Call Center Management Featured Article
Customer Service Excellence Requires Two-Way Communication to Build a Sense of Community
Despite years of expensive efforts to improve the quality of customer support, the goal remains elusive for many companies. Programs to boost customer engagement – or at least lower complaints – are costing money and time and not yielding any real results. Too many companies believe that their efforts are making a difference: witness the discrepancy between the quality of customer support organizations think they are providing, and the opinions of their customers on the matter, which often differ to a comical degree.
The problem that many companies run into is failing to listen to their customers. They spend time and money making what they hope are improvements, but they don’t bother to check whether customers agree they are improvements. (Sometimes it seems like companies don’t want to know, in case they hear something they don’t like.) Customer service excellence requires continual customer polling for opinions and suggestions.
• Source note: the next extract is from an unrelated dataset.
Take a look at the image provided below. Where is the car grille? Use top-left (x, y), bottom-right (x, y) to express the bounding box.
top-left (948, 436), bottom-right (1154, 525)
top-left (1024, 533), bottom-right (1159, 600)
The most successful organizations on the customer front are those that build a customer community between their own organizations and customers. In a recent article for Madison Commons (Wisconsin), writer Susan DeVos describes a customer service initiative by the Madison Metro Transit System. While her comments apply to a public agency, the wisdom is appropriate for all customer-facing organizations.
“Less appreciated and sometimes even forgotten is the fact that a public agency is part of a community, needs to be in constant two-way communication with it, and needs to keep reminding the community and its own staff that it performs a vital function ‘by and for the people’,” she wrote.
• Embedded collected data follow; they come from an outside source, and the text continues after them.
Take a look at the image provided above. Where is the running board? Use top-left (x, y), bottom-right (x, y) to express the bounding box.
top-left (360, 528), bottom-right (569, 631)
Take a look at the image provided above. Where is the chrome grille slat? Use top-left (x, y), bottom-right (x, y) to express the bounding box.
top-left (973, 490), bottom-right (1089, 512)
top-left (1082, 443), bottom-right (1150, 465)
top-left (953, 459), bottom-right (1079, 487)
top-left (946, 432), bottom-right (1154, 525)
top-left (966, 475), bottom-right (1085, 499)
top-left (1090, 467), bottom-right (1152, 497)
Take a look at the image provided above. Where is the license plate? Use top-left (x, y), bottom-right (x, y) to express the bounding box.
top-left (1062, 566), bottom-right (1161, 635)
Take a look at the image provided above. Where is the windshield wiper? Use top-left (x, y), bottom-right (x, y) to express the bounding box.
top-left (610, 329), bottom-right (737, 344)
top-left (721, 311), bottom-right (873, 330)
Too many customer-facing workers, tired from “putting out fires” all day, come to think of customers as adversaries, or a necessary evil. Without efforts to build community between customers and employees, the relationship will become strained, adversarial and unpleasant. DeVos says the two-way communications rule applies to the Transit System, but it’s also an important lesson for all companies.
“Nor is it just a matter of providing information, as communication goes both ways,” she wrote. “Metro Transit needs to hear from its riders, and people like being asked to comment.”
Companies can poll customers and build a sense of community at the same time by (for example), presenting questions on social media vehicles such as Facebook (News - Alert). The more open-ended the questions, the more customers will open up about what they’re looking for. Short opinions can be elicited by Web site polls, automated IVR opinion gathering, text message (to customers who have agreed to receive them) or other channel. While it may involve some cost – not necessarily to gather opinions, but to take the time for contact center agents to read and digest the information – it will be worth it. Customers who feel their opinions are valued (and acted on, if there is a consensus of opinions from customers) will remain more loyal, more forgiving of mistakes and more likely to return.